Under the reign of Rene Preval from 2006 up to the moment, where a colossal earthquake changed everything, the Haitian people were very much absent from any real discourse pertaining to their own future.
After a brief period of political upheaval, when the people took the streets against the rise of food prices in 2008, and two prime ministers later, things seemed to have gotten back to some kind of normalcy.
Jean-Max Bellerive was approved as Prime Minister to succeed Michele Pierre-Louis, who lasted less than a year in that same post. Shortly thereafter, we saw the United Nations nominate former president Bill Clinton as a Special Envoy to the country. The UN-militarized mission in Haiti (MINUSTAH) seemed to have had an indefinite mandate. A new era in climate of opinion was clearly taking center stage.

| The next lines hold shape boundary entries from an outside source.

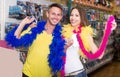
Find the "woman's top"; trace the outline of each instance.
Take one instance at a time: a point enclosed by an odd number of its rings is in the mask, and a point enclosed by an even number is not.
[[[73,44],[66,50],[65,74],[84,68],[80,61],[79,44],[76,34],[73,34],[71,39],[73,39]]]

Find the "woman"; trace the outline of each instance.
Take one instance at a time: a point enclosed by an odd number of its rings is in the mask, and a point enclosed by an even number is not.
[[[63,27],[63,37],[66,40],[64,66],[66,77],[87,77],[85,68],[80,61],[80,56],[89,59],[102,58],[111,29],[114,30],[116,28],[114,18],[111,17],[107,23],[101,46],[98,49],[92,38],[93,30],[88,25],[85,11],[79,7],[72,8],[70,24]]]

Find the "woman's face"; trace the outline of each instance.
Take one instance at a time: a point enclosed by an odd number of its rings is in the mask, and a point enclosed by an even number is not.
[[[70,14],[70,23],[73,27],[78,27],[80,25],[81,19],[80,14],[77,9],[73,9]]]

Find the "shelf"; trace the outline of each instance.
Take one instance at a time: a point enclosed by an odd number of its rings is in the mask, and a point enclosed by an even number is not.
[[[104,60],[102,60],[102,61],[96,63],[93,67],[87,68],[87,69],[86,69],[87,74],[89,74],[89,73],[91,73],[91,72],[97,70],[98,68],[102,67],[103,65],[105,65],[105,64],[107,64],[107,63],[109,63],[109,62],[111,62],[112,59],[113,59],[113,56],[110,56],[109,58],[104,59]]]

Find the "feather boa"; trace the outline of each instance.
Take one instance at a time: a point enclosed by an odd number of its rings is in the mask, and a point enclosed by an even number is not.
[[[6,35],[5,40],[12,47],[21,47],[21,46],[29,47],[30,45],[32,45],[33,41],[36,39],[37,34],[42,33],[42,31],[45,29],[44,28],[45,24],[46,24],[45,21],[38,22],[37,27],[34,27],[30,30],[31,34],[25,34],[20,39],[17,39],[14,36],[14,32],[17,29],[17,26],[16,26],[13,30],[11,30]],[[24,30],[28,26],[29,25],[26,25]],[[61,26],[57,24],[52,33],[52,36],[53,36],[52,43],[49,46],[50,54],[48,55],[48,62],[49,62],[49,66],[52,68],[53,74],[61,70],[64,64],[62,57],[65,56],[65,53],[64,53],[65,41],[61,37],[61,30],[62,30]]]
[[[109,35],[110,35],[110,33],[111,33],[111,28],[112,28],[112,23],[111,23],[111,22],[112,22],[113,20],[114,20],[114,17],[113,17],[113,16],[110,16],[110,18],[109,18],[108,21],[107,21],[107,27],[106,27],[104,36],[103,36],[103,38],[102,38],[102,42],[101,42],[101,44],[100,44],[100,47],[99,47],[99,49],[96,51],[96,53],[94,53],[94,54],[89,53],[89,52],[84,48],[82,39],[81,39],[80,35],[77,34],[77,39],[78,39],[80,48],[81,48],[82,52],[83,52],[89,59],[98,58],[98,57],[103,53],[103,51],[105,50],[106,45],[107,45],[107,41],[108,41],[108,38],[109,38]]]

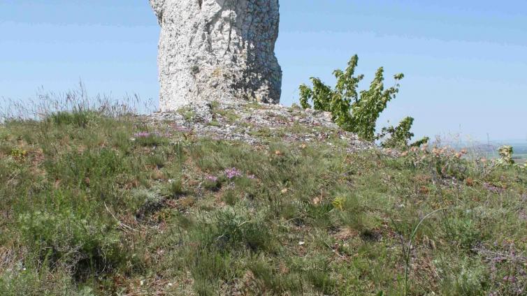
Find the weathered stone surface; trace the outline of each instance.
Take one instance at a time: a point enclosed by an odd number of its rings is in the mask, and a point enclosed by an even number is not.
[[[161,111],[199,101],[280,102],[278,0],[150,1],[161,27]]]

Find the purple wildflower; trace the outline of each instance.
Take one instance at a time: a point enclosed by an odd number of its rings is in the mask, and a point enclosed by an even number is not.
[[[228,168],[225,170],[225,175],[227,175],[227,178],[233,179],[236,177],[240,177],[242,173],[238,170],[236,168]]]
[[[148,138],[150,136],[150,133],[142,131],[140,133],[136,133],[133,134],[133,136],[136,138]]]
[[[207,179],[207,181],[210,181],[211,182],[216,182],[218,181],[217,177],[215,176],[208,175],[205,179]]]

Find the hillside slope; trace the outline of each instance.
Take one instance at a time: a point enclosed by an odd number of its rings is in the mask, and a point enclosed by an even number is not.
[[[527,174],[212,103],[0,126],[0,295],[525,295]]]

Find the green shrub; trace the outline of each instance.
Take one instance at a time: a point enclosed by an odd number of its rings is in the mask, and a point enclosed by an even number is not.
[[[386,109],[389,101],[394,99],[399,92],[399,81],[404,77],[402,73],[394,76],[395,85],[386,89],[384,87],[384,70],[380,68],[375,73],[370,88],[359,91],[360,82],[364,75],[354,76],[359,63],[359,57],[354,55],[348,62],[345,71],[335,70],[333,75],[337,79],[334,89],[324,84],[320,79],[311,77],[312,88],[305,84],[300,86],[300,103],[303,108],[310,108],[309,101],[312,101],[312,108],[317,110],[329,112],[333,119],[341,128],[359,135],[366,140],[373,141],[390,135],[390,140],[385,146],[407,146],[407,141],[413,137],[410,130],[413,118],[403,119],[399,126],[383,128],[382,137],[375,136],[377,120]],[[421,140],[416,145],[427,140]]]

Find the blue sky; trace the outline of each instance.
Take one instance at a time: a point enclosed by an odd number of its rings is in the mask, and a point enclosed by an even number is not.
[[[418,135],[527,138],[527,1],[280,2],[284,105],[356,53],[363,87],[380,66],[406,75],[379,126],[412,115]],[[92,94],[157,98],[159,31],[147,0],[0,0],[0,98],[80,79]]]

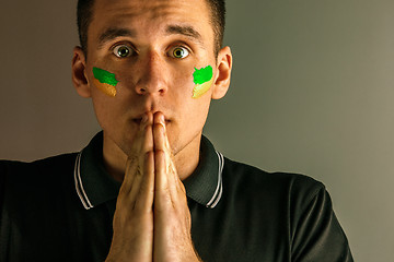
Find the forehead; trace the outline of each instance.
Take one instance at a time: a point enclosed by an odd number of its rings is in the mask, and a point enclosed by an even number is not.
[[[117,26],[132,28],[137,36],[154,36],[169,25],[184,24],[204,37],[213,35],[206,0],[95,0],[92,24],[97,34]]]

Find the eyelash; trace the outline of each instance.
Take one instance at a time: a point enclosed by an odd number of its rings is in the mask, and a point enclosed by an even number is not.
[[[130,49],[130,55],[127,56],[127,57],[118,57],[115,55],[115,49],[118,48],[118,47],[121,47],[121,46],[125,46],[125,47],[128,47]],[[173,51],[175,50],[175,48],[183,48],[185,49],[188,53],[185,58],[176,58],[176,57],[173,57]],[[115,45],[113,45],[111,48],[109,48],[109,51],[118,59],[125,59],[125,58],[128,58],[128,57],[132,57],[132,56],[136,56],[138,55],[138,51],[136,50],[136,48],[134,47],[134,45],[129,44],[129,43],[117,43]],[[177,45],[174,45],[172,46],[171,48],[169,48],[169,50],[166,51],[166,55],[173,59],[177,59],[177,60],[183,60],[183,59],[186,59],[188,58],[190,55],[193,53],[192,49],[189,47],[186,47],[184,44],[177,44]]]

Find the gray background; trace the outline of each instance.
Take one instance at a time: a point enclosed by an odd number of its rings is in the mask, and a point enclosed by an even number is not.
[[[76,2],[1,3],[0,158],[99,130],[70,80]],[[228,1],[232,84],[205,130],[230,158],[323,181],[360,262],[394,260],[393,26],[393,0]]]

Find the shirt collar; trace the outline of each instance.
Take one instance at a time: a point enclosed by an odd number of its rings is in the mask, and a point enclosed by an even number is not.
[[[222,195],[224,157],[206,136],[201,136],[200,157],[196,170],[185,179],[186,194],[197,203],[213,209]],[[84,209],[90,210],[116,199],[121,183],[103,165],[103,132],[99,132],[77,156],[74,183]]]

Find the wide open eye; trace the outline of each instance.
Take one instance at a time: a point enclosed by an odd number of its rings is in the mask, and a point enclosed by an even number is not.
[[[119,45],[113,49],[113,52],[118,58],[127,58],[127,57],[131,56],[132,48],[129,46],[126,46],[126,45]]]
[[[171,56],[179,59],[187,58],[189,56],[189,50],[185,47],[175,47],[172,49]]]

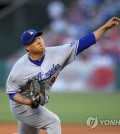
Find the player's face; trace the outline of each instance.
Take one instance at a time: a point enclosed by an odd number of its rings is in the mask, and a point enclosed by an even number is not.
[[[41,54],[45,51],[45,44],[41,36],[35,37],[32,43],[26,46],[26,49],[33,54]]]

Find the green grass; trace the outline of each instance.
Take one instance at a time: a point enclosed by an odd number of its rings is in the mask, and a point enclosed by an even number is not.
[[[120,93],[52,93],[46,107],[62,123],[85,123],[89,116],[120,119]],[[9,109],[9,98],[0,90],[0,122],[16,122]]]

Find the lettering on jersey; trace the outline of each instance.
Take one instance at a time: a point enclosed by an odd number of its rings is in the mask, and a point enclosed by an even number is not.
[[[36,76],[36,78],[37,78],[38,80],[42,80],[42,76],[43,76],[43,74],[40,72],[40,73]]]
[[[47,78],[51,78],[51,76],[60,68],[60,65],[57,64],[57,65],[54,65],[53,64],[53,67],[47,72],[45,73],[46,77]]]

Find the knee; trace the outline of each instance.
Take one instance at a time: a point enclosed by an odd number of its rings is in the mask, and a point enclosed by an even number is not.
[[[60,121],[60,118],[56,115],[54,116],[54,119],[53,119],[53,122],[57,125],[60,125],[61,124],[61,121]]]

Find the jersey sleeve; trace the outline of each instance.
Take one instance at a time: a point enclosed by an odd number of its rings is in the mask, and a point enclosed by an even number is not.
[[[61,46],[59,52],[61,54],[61,58],[65,60],[63,67],[72,63],[74,60],[77,59],[77,55],[79,53],[95,43],[95,36],[93,33],[90,33],[77,41]]]
[[[83,50],[87,49],[88,47],[90,47],[95,43],[96,43],[96,39],[93,33],[84,36],[79,40],[79,45],[78,45],[76,55],[78,55],[80,52],[82,52]]]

The earthquake of Jan. 12, 2010, as destructive as it was, made one thing clear: Haitians no longer control their destiny, and the forum where opinions were being debated was no longer in the hands of the people. A Google search of news articles on Haiti from January 2006 to June 2009 revealed about 35,500 results as compared to 153,000 results from June 2009 to today. This is just one example of where and how opinions are being debated. Nowadays, it is not far-fetched to read about an upcoming Haitian policy or news, such was the case with this year’s elections results and the document about the Haitian army remobilization, in the New York Times or CNN before anyone in Haiti even knows about them.
What is in the best interest of Haiti and Haitians is not necessarily being articulated or coming from the average Haitian. With the election of Michel Martelly, it is now en vogue to solicit more foreign investors to come and save the Haitian economy. This current government is even promoting a shift from aid to investment.
Regardless of their intentions, such policies are being executed without a national dialogue. For the most part, this new trend is being pushed by Haiti’s foreign minister, Laurent Lamothe, who wants Haiti’s foreign policy to be an avenue to solicit foreign investments into the country and for all ambassadors to play a key role in achieving this goal.
We are now at an intersection, where a very tiny minority is controlling the climate of opinion, and with tools like social media websites, they are mounting a very successful campaign to execute policies that may or may not be advantageous for the country in the long haul—but without a doubt the vast majority of Haitians living in Haiti have no idea what is happening within their own country.
The politics of the exclusion of the majority continues. In the name of development and reconstruction, the hard questions are not being asked. Most people are keeping to themselves, hoping this new path will work and that at the end the Haitian people will also be a beneficiary. If history is any guide, governing effectively in a democracy cannot be done by denying a seat at the table to the very people who would be most affected.
The populist opinion of the 1990s might not have achieved its goals, but in the wake of the biggest natural disaster to ever hit the country, it is not advantageous to continue with policies that will further alienate and marginalize the vast majority of the people. We must promote a climate of inclusion and diversity of opinion, where everyone, regardless of social, educational and economic status, can be a part of the progressive change that must take place in Haiti.
Maximum power in the hands of a few, regardless of how well-intentioned they might be, has the potential to lead to maximum corruption. It is time for Haiti to have a climate of opinion that matches its glorious and prideful history. People from all walks of life of society must come together to define the Haitian ambition for this century and beyond, and eventually that collective cohesiveness of opinion would lead to the policies that could, once and for all, irreversibly alter Haiti’s horizon towards the path of progress, harmony, and communal love.
Ilio Durandis, a Caribbean Journal contributor, is the founder of Haiti 2015, a social movement for a just and prosperous Haiti. He is a columnist with The Haitian Times.